Compile by Fred Yaw
Sarpong
After
reviewing Ghana’s economic performance, the executive board of the
International Monetary Fund (IMF) has expressed concern over the emergence of
significant short-term vulnerabilities stemming from high fiscal and external
current account deficits.
According
to the directors, these imbalances make the country vulnerable to a
deterioration of external conditions and are creating pressure on interest
rates and the exchange rate. ‘If unaddressed, they risk weakening economic
growth and public debt sustainability,’ said the director, emphasizing that
macroeconomic stability will need to be restored to preserve a positive
medium-term outlook.
They
commended Ghana’s authorities’ policy efforts and supported the fiscal measures
in the 2014 budget. They noted however that achieving the 2014 fiscal deficit
target will be challenging, in light of high interest rates, a depreciating
currency, and a possible growth slowdown. They therefore urged the authorities
to take additional short-term measures to reduce the fiscal and external
imbalances.
The
directors welcomed the government’s recent policy documents outlining its
homegrown medium-term reform and consolidation measures. They supported the
government’s intention to rationalize public spending, lower the wage bill,
restructure the statutory funds, and enhance revenue mobilization and tax
administration. They encouraged the authorities to translate their policy
commitments quickly into specific and time-bound action plans to achieve
significant and durable consolidation.
In
light of current imbalances, IMF board of directors recommended a more
ambitious medium-term consolidation path to stabilize public debt and debt
service at sustainable levels. While the risk of debt distress remains
moderate, the directors expressed concerns about the high debt
service-to-revenue ratio.
‘A
stronger medium-term adjustment could set off a virtuous cycle of lower fiscal
deficits and falling interest rates, creating space for social and
infrastructure spending and crowding-in of private sector activity,’ according
to the IMF directors.
After
welcoming the recent monetary policy tightening by the Bank of Ghana, the IMF suggested
that further tightening may be needed, in combination with fiscal
consolidation, to steer inflation back into the target range.

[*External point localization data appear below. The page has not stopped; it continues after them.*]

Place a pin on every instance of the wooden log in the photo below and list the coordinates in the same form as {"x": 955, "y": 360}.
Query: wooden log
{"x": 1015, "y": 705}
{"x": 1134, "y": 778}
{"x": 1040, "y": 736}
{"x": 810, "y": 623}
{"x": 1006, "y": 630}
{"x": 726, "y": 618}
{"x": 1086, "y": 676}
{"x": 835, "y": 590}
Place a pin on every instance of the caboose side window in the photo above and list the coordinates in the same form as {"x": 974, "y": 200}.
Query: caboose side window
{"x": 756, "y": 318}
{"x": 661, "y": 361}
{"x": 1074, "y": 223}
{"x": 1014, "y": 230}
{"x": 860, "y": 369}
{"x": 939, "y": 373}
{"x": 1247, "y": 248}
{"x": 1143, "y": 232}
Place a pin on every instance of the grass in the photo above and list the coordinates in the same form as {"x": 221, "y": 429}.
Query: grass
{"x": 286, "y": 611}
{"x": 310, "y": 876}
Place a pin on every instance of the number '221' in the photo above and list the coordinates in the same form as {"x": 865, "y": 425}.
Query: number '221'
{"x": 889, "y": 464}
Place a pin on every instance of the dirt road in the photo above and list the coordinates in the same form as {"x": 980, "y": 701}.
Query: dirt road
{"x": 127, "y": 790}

They stressed
that the central bank of Ghana should limit its net credit to the government,
strengthen liquidity management and the inflation forecasting framework, and
continue to allow the exchange rate to adjust to prevent further erosion of the
reserve buffer.
The
directors emphasized that the new foreign exchange regulations will not be
effective unless the underlying macroeconomic imbalances are resolved. In
particular, they were concerned that the measures could have unintended adverse
effects. They therefore welcomed the Bank of Ghana’s decision to review the
measures with the objective of mitigating any adverse implications and removing
the associated exchange restrictions. They also commended the Bank of Ghana for
its steps toward adopting a unified, market-based exchange rate.
The
directors welcomed that the financial system is currently sound, adequately
capitalized, and liquid. The IMF bosses stressed the need to monitor exposures
closely, noting that a weaker macroeconomic outlook, rising interest rates, and
currency depreciation expose the financial sector to credit and currency risks.

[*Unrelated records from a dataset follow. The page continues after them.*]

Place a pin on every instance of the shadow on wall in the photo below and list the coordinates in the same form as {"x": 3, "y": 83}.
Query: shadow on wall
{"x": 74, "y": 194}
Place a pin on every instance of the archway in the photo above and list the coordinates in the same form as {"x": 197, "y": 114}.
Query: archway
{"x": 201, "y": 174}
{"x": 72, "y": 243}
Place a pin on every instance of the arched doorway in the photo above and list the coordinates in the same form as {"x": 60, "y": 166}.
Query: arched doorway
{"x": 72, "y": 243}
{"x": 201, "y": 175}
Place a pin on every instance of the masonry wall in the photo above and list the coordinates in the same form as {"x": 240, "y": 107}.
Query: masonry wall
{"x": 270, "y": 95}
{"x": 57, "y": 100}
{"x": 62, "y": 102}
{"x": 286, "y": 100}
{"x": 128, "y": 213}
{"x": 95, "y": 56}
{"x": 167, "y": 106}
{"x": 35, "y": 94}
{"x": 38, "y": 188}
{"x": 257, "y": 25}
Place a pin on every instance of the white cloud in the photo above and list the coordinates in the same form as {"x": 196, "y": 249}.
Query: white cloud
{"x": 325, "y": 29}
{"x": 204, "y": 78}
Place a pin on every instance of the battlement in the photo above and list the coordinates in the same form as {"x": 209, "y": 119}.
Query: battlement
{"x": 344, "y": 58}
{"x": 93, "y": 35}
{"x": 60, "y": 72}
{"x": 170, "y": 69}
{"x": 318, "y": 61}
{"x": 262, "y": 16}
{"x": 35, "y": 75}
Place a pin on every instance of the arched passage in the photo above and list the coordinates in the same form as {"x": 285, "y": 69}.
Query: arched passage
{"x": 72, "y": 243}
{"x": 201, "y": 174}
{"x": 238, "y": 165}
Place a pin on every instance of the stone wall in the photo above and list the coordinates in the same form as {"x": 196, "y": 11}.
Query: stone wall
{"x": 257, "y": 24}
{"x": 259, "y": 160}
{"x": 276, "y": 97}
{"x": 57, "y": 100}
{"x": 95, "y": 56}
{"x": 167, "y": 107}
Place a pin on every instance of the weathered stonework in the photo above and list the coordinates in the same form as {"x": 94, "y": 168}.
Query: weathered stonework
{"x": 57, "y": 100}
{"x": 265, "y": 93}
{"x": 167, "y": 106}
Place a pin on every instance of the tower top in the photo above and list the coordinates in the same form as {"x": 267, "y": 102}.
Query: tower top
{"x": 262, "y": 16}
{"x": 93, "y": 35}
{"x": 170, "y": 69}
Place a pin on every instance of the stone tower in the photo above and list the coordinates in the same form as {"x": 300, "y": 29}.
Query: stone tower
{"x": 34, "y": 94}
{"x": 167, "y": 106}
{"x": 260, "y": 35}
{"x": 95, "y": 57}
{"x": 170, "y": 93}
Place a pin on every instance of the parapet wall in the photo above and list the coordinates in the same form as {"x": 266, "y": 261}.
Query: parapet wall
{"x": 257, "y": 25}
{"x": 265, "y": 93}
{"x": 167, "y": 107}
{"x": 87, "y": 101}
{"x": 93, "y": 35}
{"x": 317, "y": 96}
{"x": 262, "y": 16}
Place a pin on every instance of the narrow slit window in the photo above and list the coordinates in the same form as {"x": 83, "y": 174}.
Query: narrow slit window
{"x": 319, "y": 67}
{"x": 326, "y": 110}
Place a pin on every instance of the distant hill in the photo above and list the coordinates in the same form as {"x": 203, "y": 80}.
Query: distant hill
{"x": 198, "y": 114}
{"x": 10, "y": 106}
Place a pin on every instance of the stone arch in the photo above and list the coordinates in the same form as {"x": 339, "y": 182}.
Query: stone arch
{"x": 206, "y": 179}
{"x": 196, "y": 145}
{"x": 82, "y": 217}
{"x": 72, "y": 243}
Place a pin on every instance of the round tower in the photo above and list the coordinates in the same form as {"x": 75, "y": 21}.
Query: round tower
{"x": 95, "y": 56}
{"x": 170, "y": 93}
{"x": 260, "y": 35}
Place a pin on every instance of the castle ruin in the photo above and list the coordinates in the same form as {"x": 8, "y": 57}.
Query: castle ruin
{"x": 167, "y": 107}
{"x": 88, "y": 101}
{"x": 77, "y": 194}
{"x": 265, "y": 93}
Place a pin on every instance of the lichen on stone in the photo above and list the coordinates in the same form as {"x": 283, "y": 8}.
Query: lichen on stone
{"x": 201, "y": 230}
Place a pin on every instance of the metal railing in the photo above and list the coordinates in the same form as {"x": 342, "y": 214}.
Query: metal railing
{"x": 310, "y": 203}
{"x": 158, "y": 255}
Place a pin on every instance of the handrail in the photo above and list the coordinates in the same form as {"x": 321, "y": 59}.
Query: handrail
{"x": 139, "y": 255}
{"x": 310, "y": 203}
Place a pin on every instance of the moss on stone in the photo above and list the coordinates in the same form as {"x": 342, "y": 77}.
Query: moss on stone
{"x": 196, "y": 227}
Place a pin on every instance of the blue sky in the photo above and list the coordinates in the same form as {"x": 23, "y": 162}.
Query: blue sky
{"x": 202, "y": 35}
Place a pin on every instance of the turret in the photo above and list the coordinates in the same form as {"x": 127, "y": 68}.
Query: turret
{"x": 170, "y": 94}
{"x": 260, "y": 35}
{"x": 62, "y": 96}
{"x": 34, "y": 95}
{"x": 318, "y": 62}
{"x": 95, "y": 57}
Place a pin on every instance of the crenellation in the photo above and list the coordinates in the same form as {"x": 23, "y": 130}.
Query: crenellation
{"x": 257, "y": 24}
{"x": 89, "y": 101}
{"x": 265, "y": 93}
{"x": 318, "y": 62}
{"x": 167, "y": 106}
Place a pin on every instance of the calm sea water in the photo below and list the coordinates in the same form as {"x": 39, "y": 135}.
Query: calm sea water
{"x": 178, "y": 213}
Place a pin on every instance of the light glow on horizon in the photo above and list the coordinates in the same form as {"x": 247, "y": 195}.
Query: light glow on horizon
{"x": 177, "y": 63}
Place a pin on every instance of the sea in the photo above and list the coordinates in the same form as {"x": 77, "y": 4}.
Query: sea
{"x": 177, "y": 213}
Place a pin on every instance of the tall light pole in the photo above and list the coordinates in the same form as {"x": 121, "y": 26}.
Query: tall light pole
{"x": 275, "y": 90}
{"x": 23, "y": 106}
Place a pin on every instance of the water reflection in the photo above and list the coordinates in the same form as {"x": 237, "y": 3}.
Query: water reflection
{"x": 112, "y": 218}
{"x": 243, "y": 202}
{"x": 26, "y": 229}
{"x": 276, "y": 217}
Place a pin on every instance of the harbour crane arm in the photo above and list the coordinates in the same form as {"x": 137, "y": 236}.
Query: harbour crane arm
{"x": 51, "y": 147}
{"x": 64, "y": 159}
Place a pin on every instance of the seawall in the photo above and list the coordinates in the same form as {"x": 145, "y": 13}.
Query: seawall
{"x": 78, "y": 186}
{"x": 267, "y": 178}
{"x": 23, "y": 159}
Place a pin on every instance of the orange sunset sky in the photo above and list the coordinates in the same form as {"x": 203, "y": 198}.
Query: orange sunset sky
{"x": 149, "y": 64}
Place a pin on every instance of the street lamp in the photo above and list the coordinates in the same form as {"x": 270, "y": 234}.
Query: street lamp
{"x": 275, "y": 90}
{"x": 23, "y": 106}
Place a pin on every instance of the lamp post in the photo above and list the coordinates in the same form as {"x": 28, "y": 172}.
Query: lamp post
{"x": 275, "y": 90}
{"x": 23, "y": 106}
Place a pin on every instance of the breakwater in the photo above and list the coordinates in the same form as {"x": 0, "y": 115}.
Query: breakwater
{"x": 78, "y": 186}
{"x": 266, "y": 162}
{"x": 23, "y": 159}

Accordingly, they encouraged the authorities to strengthen their crisis
prevention and management capabilities and welcomed recent actions to improve
the bank supervision framework.
Ghana
has experienced strong and broadly inclusive growth over the past two decades,
and its medium-term prospects are supported by rising energy production. The
country has outperformed regional peers in reducing poverty, with robust
democratic credentials and a highly-rated business climate attracting
significant foreign direct investment (FDI) and supporting economic growth.

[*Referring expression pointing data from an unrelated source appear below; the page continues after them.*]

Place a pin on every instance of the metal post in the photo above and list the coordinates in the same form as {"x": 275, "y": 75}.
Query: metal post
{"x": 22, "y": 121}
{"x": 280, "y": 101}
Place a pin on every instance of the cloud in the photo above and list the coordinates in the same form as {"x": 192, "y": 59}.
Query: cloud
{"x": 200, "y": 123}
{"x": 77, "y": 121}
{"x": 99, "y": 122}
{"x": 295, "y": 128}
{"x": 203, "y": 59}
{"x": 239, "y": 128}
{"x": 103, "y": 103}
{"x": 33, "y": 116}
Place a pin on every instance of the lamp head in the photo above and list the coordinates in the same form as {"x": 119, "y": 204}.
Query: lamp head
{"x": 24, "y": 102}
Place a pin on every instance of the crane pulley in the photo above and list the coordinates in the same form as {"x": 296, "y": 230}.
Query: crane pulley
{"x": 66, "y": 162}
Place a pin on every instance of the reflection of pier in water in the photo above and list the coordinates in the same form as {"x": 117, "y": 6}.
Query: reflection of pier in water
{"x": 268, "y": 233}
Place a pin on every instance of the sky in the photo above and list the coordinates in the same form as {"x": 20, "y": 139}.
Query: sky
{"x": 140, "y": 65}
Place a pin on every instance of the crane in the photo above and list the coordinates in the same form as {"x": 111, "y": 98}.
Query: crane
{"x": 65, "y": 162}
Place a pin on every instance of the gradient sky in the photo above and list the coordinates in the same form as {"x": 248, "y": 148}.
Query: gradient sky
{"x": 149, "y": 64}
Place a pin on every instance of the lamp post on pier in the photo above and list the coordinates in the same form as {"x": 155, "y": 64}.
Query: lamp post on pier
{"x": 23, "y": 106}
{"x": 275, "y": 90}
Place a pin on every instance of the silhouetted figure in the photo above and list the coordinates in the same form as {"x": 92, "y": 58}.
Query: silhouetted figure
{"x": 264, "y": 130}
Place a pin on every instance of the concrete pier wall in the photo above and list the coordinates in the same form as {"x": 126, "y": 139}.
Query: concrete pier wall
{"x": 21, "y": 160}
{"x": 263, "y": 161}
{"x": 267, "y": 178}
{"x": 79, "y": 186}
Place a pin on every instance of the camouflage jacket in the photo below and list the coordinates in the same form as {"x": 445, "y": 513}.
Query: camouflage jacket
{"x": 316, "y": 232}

Expanding energy production over the medium term has the potential to generate
new opportunities to channel resources into productive investment.
The
emergence of large fiscal and external imbalances since 2012, however, has
created significant challenges. A swift return to macroeconomic stability in
2013 was thwarted by weaker external and domestic conditions. Reflecting lower
gold and cocoa exports, the current account deficit exceeded 12 percent of GDP.
While recently revised estimates point to an only moderate slowdown in growth
to about 7 percent, the fiscal deficit target of 9 percent of GDP was missed by
about 1 percentage point, despite significant policy efforts. Inflation also
overshot the 9 +/- 2 percent target range, prompting a further tightening of
monetary policy in early 2014.
Ghana’
short-term economic outlook is subject to significant risks. Growth is
projected to slow to 4¾ percent in 2014, as high interest rates and a weaker
currency are compressing domestic demand. At the same time, the economy’s
continued large twin deficits, and high financing needs, leave it vulnerable to
a deterioration of external conditions.